The Kirby Institute, UNSW Australia, Sydney, New South Wales, Australia.
Children's Hospital 1, Ho Chi Minh City, Vietnam.
AIDS. 2018 Jul 31;32(12):1689-1697. doi: 10.1097/QAD.0000000000001883.
The aim of this study was to describe characteristics of perinatally HIV-infected adolescents (PHIVAs), factors associated with mortality, and outcomes at transition.
Ongoing observational database collating clinical data on HIV-infected children and adolescents in Asia.
Data from 2001 to 2016 relating to adolescents (10-19 years) with perinatal HIV infection were analysed to describe characteristics at adolescent entry and transition and combination antiretroviral therapy (cART) regimens across adolescence. A competing risk regression analysis was used to determine characteristics at adolescent entry associated with mortality. Outcomes at transition were compared on the basis of age at cART initiation.
Of 3448 PHIVA, 644 had reached transition. Median age at HIV diagnosis was 5.5 years, cART initiation 7.2 years and transition 17.9 years. At adolescent entry, 35.0% had CD4+ cell count less than 500 cells/μl and 51.1% had experienced a WHO stage III/IV clinical event. At transition, 38.9% had CD4+ cell count less than 500 copies/ml, and 53.4% had experienced a WHO stage III/IV clinical event. Mortality rate was 0.71 per 100 person-years, with HIV RNA ≥1000 copies/ml, CD4+ cell count less than 500 cells/μl, height-for-age or weight-for-age z-score less than -2, history of a WHO stage III/IV clinical event or hospitalization and at least second cART associated with mortality. For transitioning PHIVA, those who commenced cART age less than 5 years had better virologic and immunologic outcomes, though were more likely to be on at least second cART.

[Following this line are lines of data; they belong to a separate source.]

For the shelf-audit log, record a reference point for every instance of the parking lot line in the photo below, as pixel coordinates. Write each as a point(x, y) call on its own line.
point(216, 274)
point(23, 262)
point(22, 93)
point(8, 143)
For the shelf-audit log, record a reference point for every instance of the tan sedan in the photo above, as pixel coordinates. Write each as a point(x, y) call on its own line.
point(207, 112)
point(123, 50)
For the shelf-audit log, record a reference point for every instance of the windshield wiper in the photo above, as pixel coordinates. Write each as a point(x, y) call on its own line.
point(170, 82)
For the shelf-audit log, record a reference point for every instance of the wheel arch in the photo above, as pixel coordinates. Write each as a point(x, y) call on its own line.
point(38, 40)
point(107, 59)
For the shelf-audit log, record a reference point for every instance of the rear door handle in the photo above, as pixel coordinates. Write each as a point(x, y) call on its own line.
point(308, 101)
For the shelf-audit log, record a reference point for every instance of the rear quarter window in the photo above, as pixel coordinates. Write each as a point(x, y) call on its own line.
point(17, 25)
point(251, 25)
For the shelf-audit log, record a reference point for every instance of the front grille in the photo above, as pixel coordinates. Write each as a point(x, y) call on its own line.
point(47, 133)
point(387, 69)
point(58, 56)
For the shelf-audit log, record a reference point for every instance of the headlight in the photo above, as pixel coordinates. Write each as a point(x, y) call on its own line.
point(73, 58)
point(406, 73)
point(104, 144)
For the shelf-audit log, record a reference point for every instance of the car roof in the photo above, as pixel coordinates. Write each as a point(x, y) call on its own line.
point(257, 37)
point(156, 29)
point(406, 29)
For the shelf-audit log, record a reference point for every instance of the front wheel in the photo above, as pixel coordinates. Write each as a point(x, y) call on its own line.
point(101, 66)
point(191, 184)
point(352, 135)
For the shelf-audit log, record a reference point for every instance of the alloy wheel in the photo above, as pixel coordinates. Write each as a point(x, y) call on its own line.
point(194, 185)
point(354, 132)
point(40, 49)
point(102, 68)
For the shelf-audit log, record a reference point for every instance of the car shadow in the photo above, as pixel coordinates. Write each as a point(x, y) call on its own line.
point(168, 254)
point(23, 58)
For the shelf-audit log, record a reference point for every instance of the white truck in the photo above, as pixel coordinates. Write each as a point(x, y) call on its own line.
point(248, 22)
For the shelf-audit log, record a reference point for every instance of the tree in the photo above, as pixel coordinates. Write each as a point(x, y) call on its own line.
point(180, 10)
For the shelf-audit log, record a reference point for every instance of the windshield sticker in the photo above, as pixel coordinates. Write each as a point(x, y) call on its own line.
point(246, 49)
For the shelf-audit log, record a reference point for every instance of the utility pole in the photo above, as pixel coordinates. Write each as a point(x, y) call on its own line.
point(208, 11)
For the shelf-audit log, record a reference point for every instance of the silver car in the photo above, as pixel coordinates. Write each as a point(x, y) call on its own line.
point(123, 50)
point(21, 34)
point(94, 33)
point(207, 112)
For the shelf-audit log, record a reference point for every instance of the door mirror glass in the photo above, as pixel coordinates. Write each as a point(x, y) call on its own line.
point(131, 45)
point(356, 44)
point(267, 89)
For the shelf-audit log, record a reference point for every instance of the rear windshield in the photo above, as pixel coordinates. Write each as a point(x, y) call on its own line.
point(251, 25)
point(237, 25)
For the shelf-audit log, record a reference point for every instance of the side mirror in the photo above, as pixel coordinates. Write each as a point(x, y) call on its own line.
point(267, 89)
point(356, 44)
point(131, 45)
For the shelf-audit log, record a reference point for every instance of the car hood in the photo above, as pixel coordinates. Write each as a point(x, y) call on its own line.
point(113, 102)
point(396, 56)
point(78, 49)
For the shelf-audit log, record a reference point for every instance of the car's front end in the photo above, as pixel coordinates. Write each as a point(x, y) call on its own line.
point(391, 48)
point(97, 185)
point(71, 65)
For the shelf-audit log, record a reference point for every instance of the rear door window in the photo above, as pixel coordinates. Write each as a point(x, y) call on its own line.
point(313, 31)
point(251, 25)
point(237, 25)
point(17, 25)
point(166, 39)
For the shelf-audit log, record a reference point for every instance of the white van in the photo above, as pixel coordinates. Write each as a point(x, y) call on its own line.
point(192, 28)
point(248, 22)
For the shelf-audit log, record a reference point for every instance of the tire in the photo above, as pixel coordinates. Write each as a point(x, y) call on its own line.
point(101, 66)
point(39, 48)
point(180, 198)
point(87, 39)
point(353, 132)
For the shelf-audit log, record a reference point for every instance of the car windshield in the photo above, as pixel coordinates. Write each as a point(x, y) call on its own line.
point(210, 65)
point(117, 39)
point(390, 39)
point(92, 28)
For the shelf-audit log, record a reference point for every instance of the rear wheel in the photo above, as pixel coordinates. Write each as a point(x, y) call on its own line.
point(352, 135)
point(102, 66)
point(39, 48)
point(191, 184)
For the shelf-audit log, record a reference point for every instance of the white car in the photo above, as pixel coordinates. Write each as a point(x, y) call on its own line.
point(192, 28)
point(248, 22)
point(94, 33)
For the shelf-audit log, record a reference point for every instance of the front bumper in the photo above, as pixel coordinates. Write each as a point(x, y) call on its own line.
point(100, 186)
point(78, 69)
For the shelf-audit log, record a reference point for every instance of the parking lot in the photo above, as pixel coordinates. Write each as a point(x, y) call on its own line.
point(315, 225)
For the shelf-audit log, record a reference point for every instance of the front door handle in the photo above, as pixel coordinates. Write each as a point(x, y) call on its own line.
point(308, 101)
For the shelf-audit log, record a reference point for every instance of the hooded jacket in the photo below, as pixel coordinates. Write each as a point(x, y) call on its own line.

Delayed HIV diagnosis and cART initiation resulted in considerable morbidity and poor immune status by adolescent entry. Durable first-line cART regimens to optimize disease control are key to minimizing mortality. Early cART initiation provides the best virologic and immunologic outcomes at transition.
本研究旨在描述围生期感染 HIV 的青少年(PHIVA)的特征、与死亡率相关的因素以及过渡时期的结局。
对亚洲感染 HIV 的儿童和青少年进行连续观察的数据库,收集临床数据。
对 2001 年至 2016 年期间患有围生期 HIV 感染的青少年(10-19 岁)的数据进行分析,以描述青少年进入期和过渡期的特征以及整个青春期的联合抗逆转录病毒治疗(cART)方案。采用竞争风险回归分析确定与死亡率相关的青少年进入期特征。根据 cART 起始年龄比较过渡时期的结局。
在 3448 名 PHIVA 中,有 644 名进入了过渡期。HIV 诊断时的中位年龄为 5.5 岁,开始 cART 的中位年龄为 7.2 岁,过渡的中位年龄为 17.9 岁。在青少年进入期,35.0%的患者 CD4+细胞计数<500 个/μl,51.1%的患者经历过世界卫生组织(WHO)III/IV 期临床事件。在过渡时期,38.9%的患者 CD4+细胞计数<500 个/ml,53.4%的患者经历过 WHO III/IV 期临床事件。死亡率为 0.71/100 人年,与 HIV RNA≥1000 拷贝/ml、CD4+细胞计数<500 个/μl、身高或体重 z 评分<-2、有 WHO III/IV 期临床事件或住院史以及至少第二种 cART 相关。对于即将进入过渡期的 PHIVA,那些在 5 岁以下开始接受 cART 的患者具有更好的病毒学和免疫学结局,但更有可能使用至少第二种 cART。
HIV 诊断和 cART 起始延迟导致青少年进入期出现大量并发症和较差的免疫状态。使用持久的一线 cART 方案来优化疾病控制是降低死亡率的关键。早期开始 cART 可在过渡时期获得最佳的病毒学和免疫学结局。